Here’s an example from a debate about healthcare:


This is strange, but I guess understandable. You’d expect a model trained in China to prefer Chinese after all. Looking a little deeper, however, the plot thickens. The translation of that chunk of Chinese follows:

Inevitably, strings like “iNdEx=12” will appear, which seems to be a marker in the code generation process. Let’s move on and give you your response to the argument directly

There is no other reference to iNdEx=12 anywhere else in the conversation, and the total context break seems completely random. The preceding thinking section gives no clues about why this is happening. It just happens. Then the model flips back into character and completes its argument.

This odd behaviour really underlines the fact that LLMs have no genuine understanding of what they are saying or why they are saying it. They simply output tokens in an order which seems likely to be right. Here this behaviour is very obvious - the change of language and subject is obvious - but the same process which produced this random string produced every other word.

AIs benefit massively from human beings’ innate desire to find order in chaos. We tend to reward the things that make sense more than we punish the things that don’t.

Fake News

Judges always seem to favour arguments which use statistics and evidence. However, none of the agents (judge or debater) actually had the tools needed to research or validate that evidence. This led to some egregious lies, exaggerations and hallucinations. In some debates, agents would cite the same made-up statistic over and over, even changing numbers from turn to turn: “…90% of gun owners…” “73% of gun owners…” “67% of gun owners…” and so on.

The genuine issue with this is that the judge, regardless of the model playing the role, did not pick up on these inconsistencies. In all cases, even when presented with conflicting information or outright lies, the models lapped it up as great oratory.

I believe that the larger models available via API (Claude, ChatGPT et al) are much better at detecting this kind of issue, and also have the tools they need to fact check when needed. So the results I observed here might be a caricature of AI’s failings more than a true reflection - but we have to be aware that a lack of genuine understanding in these models will always leave them weak when it comes to the truth.

And that’s a big deal!

So what have we learned?

I think the most important takeaway from this little project is this: AI can simulate debate very convincingly, providing a degree of entertainment and inspiring some thought in the reader, perhaps, but the reality we must face is that what we’re watching happen is not a true debate. To say that AI is merely play-acting is tonally correct but even this imbues the machine with more humanity than is appropriate.

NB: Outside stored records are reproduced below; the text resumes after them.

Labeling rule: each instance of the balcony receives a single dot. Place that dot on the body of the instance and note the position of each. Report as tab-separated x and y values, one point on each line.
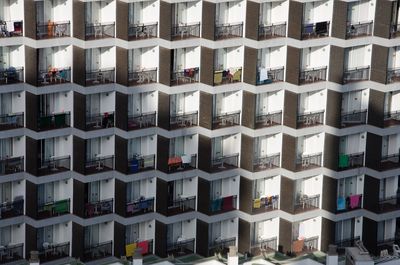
54	121
270	75
356	74
100	77
99	164
11	75
142	31
97	251
140	207
54	76
359	29
55	208
142	77
309	162
348	161
269	119
227	119
94	31
93	209
185	120
100	121
181	247
186	76
145	120
54	251
141	163
185	31
315	30
182	205
313	75
182	163
225	163
11	121
221	246
307	203
49	30
228	31
11	165
224	204
272	31
266	162
265	204
11	209
356	117
310	119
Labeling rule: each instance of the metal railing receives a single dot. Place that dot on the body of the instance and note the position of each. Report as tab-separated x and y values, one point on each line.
186	30
271	31
359	29
54	121
49	30
99	30
313	75
230	30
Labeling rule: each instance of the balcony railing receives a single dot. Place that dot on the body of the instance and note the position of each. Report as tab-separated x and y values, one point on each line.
181	205
307	203
225	162
145	120
11	209
355	117
227	119
140	207
54	165
142	77
309	119
141	163
99	164
186	76
11	28
270	75
223	204
269	119
54	121
53	251
265	204
221	246
100	76
271	31
309	161
356	74
54	208
11	75
48	30
142	31
359	29
266	162
184	120
313	75
100	121
227	31
11	253
99	208
185	31
11	121
54	76
348	161
315	30
11	165
95	31
97	251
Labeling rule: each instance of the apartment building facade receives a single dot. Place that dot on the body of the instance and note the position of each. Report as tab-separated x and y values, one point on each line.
183	127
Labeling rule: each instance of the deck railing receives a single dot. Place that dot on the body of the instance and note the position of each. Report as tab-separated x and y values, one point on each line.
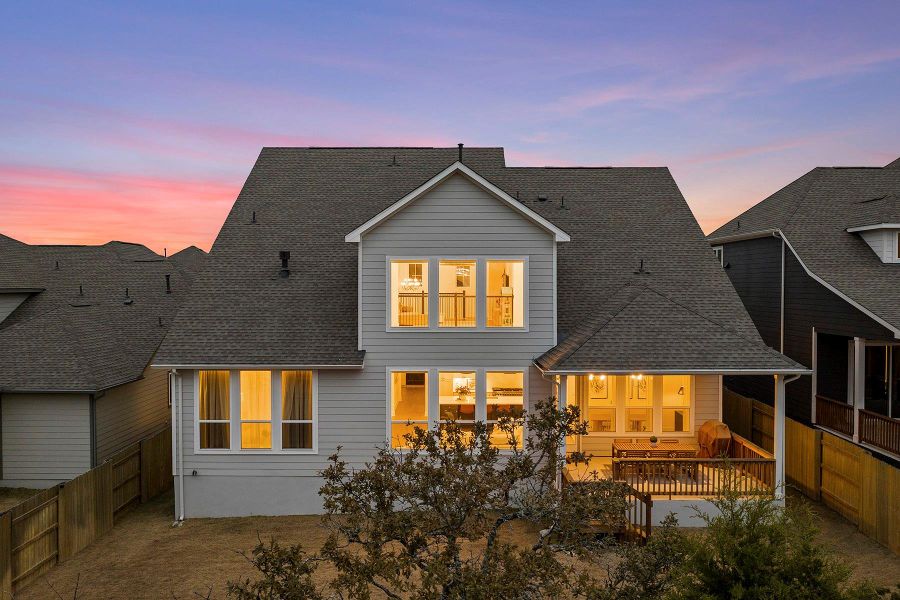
878	430
457	309
837	416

LLMs are designed to output semi-random sequences of words which appear correct. The many hundreds of transcripts generated during this project are simply the output of a machine designed to predict what a debate might look like. There is no knowledge, no passion, no comprehension of the real world meaning behind them: what a gun is, what it means to be poor or marginalised, the stakes for those denied access to healthcare. It’s not that the machine doesn’t care, more that to ask if a machine cares is like asking if a supernova enjoys table tennis.

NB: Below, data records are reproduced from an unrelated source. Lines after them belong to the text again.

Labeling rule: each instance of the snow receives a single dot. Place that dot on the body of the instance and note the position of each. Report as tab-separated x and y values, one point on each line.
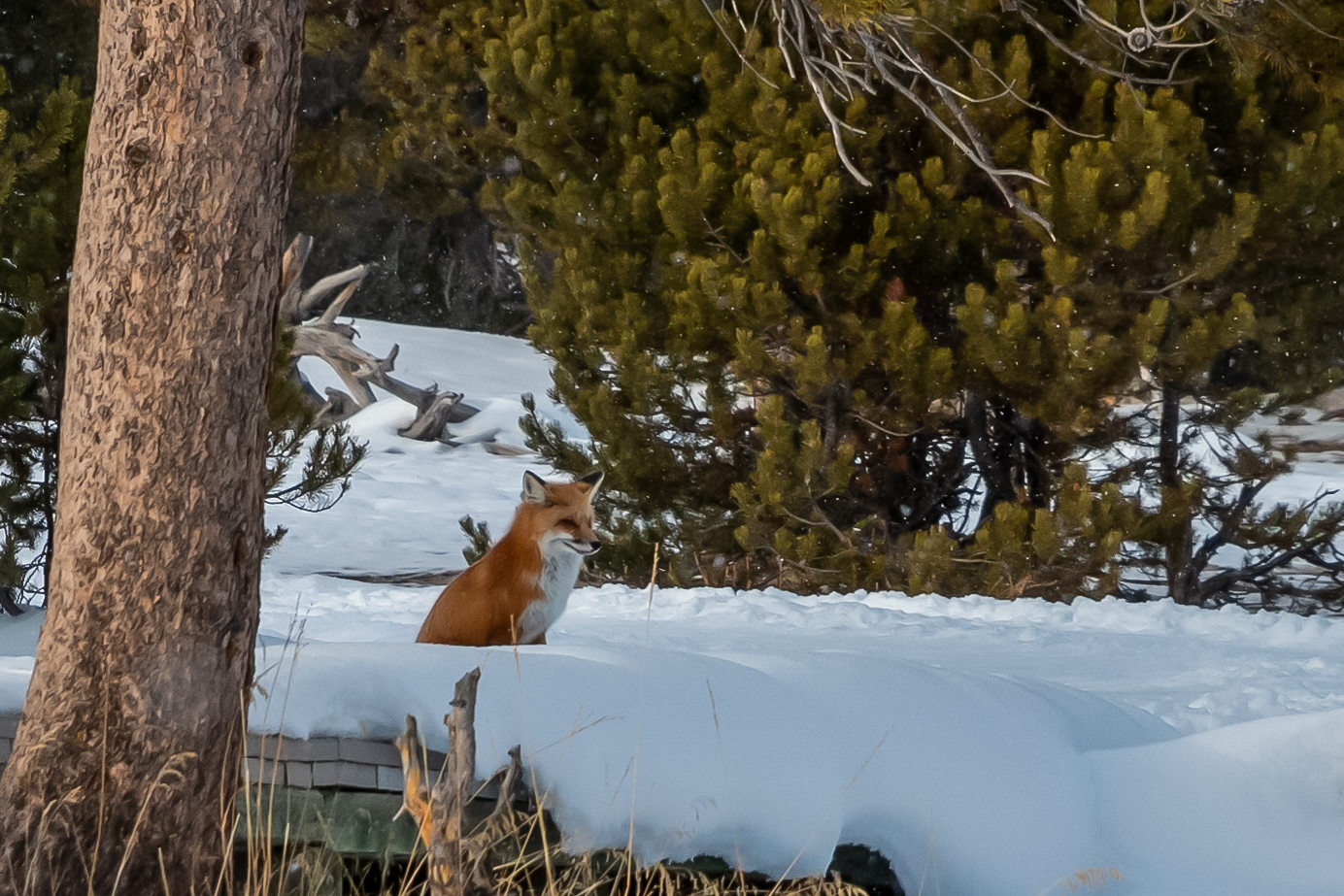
983	746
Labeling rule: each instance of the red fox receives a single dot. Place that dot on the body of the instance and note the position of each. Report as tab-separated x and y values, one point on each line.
519	588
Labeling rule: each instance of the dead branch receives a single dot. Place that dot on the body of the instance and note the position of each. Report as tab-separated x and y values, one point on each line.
325	338
839	59
458	858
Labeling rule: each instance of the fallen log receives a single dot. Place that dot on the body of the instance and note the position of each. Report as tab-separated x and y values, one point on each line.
325	338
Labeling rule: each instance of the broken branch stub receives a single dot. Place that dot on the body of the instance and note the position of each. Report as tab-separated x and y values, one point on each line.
458	860
321	335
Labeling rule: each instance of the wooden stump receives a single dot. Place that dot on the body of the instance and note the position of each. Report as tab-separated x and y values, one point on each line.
458	858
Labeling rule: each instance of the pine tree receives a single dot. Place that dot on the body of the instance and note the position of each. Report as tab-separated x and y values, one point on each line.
791	378
41	174
39	193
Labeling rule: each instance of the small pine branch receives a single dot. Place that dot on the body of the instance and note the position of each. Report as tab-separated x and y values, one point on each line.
479	539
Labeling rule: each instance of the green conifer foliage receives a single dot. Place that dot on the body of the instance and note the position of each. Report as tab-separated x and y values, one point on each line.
793	378
39	196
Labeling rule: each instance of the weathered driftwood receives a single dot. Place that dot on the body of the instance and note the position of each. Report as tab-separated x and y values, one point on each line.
458	858
325	338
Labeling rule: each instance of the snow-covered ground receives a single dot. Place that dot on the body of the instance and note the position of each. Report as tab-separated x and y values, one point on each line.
986	747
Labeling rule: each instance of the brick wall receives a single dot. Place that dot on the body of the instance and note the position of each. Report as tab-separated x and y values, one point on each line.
344	763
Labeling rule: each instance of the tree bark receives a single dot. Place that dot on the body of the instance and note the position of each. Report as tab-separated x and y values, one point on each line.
1182	577
125	763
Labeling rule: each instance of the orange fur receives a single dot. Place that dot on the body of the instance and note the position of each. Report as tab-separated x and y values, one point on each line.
521	586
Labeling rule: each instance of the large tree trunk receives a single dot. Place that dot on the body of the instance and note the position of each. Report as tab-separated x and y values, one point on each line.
125	765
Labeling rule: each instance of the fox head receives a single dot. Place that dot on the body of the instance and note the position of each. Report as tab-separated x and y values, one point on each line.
563	512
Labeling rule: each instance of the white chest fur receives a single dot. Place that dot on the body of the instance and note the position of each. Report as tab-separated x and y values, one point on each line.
559	573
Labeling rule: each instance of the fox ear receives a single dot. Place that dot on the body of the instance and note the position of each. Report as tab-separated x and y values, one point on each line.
534	489
593	481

The part of this work I am most proud of is that we managed to simulate, reasonably effectively, the impact of bias on debate. The one result which seems credible is that winners can be predicted based on their biases and those of the judge. No other variable gave such a strong signal - not even the underlying model used. Though the words themselves were just crude imitations and without meaning, maybe this result serves as a mirror that reflects back something about human debate.